A healthy relationship has balance between couple time, alone time, family, work, exercise, social engagements and good comunnication.

Ask for what you want No matter how many hints you think you are giving or shade you're throwing, he is not a mind-reader. Trust me, he is not getting it!  If you don't ask, you don't get. It's really simple, if you want attention, tell him. If you want to go to a certain restaurant, tell him. If you don't want to see his mate, tell him. If you want a perfume as a gift, tell him. Whatever arises, communicate your honest want and work with his. On the other side to, females love to make assumptions so when you want to know something, don't assume things; ask him.   Sunday Sessions

Have a new kind of Sunday session that includes talking and planning the week ahead. Form the routine of asking your partner what they have planned this week and inform them about what you have on. This knowledge allows you to work with each others schedules, find free time to agree the date night, or shuffle plans to accommodate. If one has a boys, girls night or business interstate, it lets the other person know in advance so they can also make their own social plans or book in some pamper time for self care.


SMS vs Verbal chats

Save SMS for information, not communcaition (and the occasional sext). Read it again, use SMS to exchange info and have check ins, not to write essays on feelings/arguments etc. That is communciaiton best delivered verbally.

Stay sexy

I don't mean sexual. Of course randomly do new sexy intimate things but for this stay sexy I mean in general terms. There are some things your partner doesn't need to see or hear, vice versa. So let him know what you want him to keep to himself as they are less then sexy. I'll give some examples, no-one needs to watch their partner on the toilet, i don't care how cute you think it is that you reached that level of comfort, cut finger nails or clean their nose. Let him know what you want them to keep private and ask him about your habits too (I bet he says more pedi's, men have a weird obsession with toes). Everyone will have a different thing! 

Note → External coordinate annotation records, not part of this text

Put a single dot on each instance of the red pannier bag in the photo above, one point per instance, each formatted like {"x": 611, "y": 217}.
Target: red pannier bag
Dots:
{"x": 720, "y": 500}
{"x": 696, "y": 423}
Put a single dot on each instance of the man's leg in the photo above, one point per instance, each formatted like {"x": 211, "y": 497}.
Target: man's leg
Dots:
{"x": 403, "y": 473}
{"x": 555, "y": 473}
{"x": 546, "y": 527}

It is not what you fight about, its how you fight.

Any disagreement is having two opposite views on something. 

It is how you fight that matters. General rule do not yell, put him down, try not to swear, don't say things you don't mean and allow him time to respond. I know it is hard not to yell but at least be mindful when you do - use I statements. Say 'I feel'  statements and hardly any 'you' statements, which come across as accusations.  Learn to walk away and revisit the topic later instead of blowing up.  Do not fight with ego, fight with intention to resolve the issue.  No one wins in an argument. 

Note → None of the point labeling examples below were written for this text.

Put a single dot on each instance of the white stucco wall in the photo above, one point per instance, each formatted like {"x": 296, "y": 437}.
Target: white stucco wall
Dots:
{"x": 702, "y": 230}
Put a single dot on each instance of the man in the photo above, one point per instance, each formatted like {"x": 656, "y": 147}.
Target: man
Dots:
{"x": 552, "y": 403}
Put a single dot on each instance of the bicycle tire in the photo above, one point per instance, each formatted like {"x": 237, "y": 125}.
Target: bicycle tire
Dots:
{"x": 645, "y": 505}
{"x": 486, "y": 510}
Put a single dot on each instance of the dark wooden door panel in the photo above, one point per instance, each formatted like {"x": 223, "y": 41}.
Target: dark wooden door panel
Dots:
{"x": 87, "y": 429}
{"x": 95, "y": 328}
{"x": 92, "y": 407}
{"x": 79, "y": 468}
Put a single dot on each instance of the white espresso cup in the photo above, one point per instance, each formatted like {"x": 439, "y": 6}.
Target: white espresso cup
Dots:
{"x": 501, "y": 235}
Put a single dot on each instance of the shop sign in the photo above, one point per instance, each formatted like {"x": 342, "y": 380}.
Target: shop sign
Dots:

Don't fight with pride, work with love. 

Break conversation routines

Make an effort to ask open ended questions and change up how you speak. If you ask every day "how was your day", you will get the same answer "good, how was yours". Ummm that is making noise not communicating. This is one of the closest people to you in your life. Surely you can think of more meaningful or interesting things to ask him and tell them about. 

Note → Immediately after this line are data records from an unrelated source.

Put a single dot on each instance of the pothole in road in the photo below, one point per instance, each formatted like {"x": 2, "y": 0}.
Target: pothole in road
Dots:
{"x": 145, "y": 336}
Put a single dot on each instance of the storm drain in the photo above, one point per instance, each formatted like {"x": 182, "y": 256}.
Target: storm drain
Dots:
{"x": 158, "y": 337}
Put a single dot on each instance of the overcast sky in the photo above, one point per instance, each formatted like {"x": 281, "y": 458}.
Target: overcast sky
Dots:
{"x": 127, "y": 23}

Another focal point is to not live in the negative. Allow time to vent and talk and support a negative moment but dont spend the next 3 hours dwelling on it. Show support, listen, dont try and problem solve. Then later on find out what positive parts of the day and shift the mood. 

Be lovers first

We can wear different hats such as parents, colleague if you work in same business, friends, lovers, financial caretaker and/or social planner. Now debatable, I know as my friends and I have argued this one before, but no matter what you are lovers first, partners, and act accordingly. I am not saying they are put before other family members, what I am saying is that your relationship dynamic is lovers first and foremost and act towards each other in that capacity as equals. Don't mother him, boss him or around or view your opinion and wants above his. Both of you need to learn your role that works for you and keep love front of mind. 

Remember every day to try and serve your partners love language and them yours.

Love is love, this article may use female/male pronouns however the advice applies to all sexual orientations and gender identities.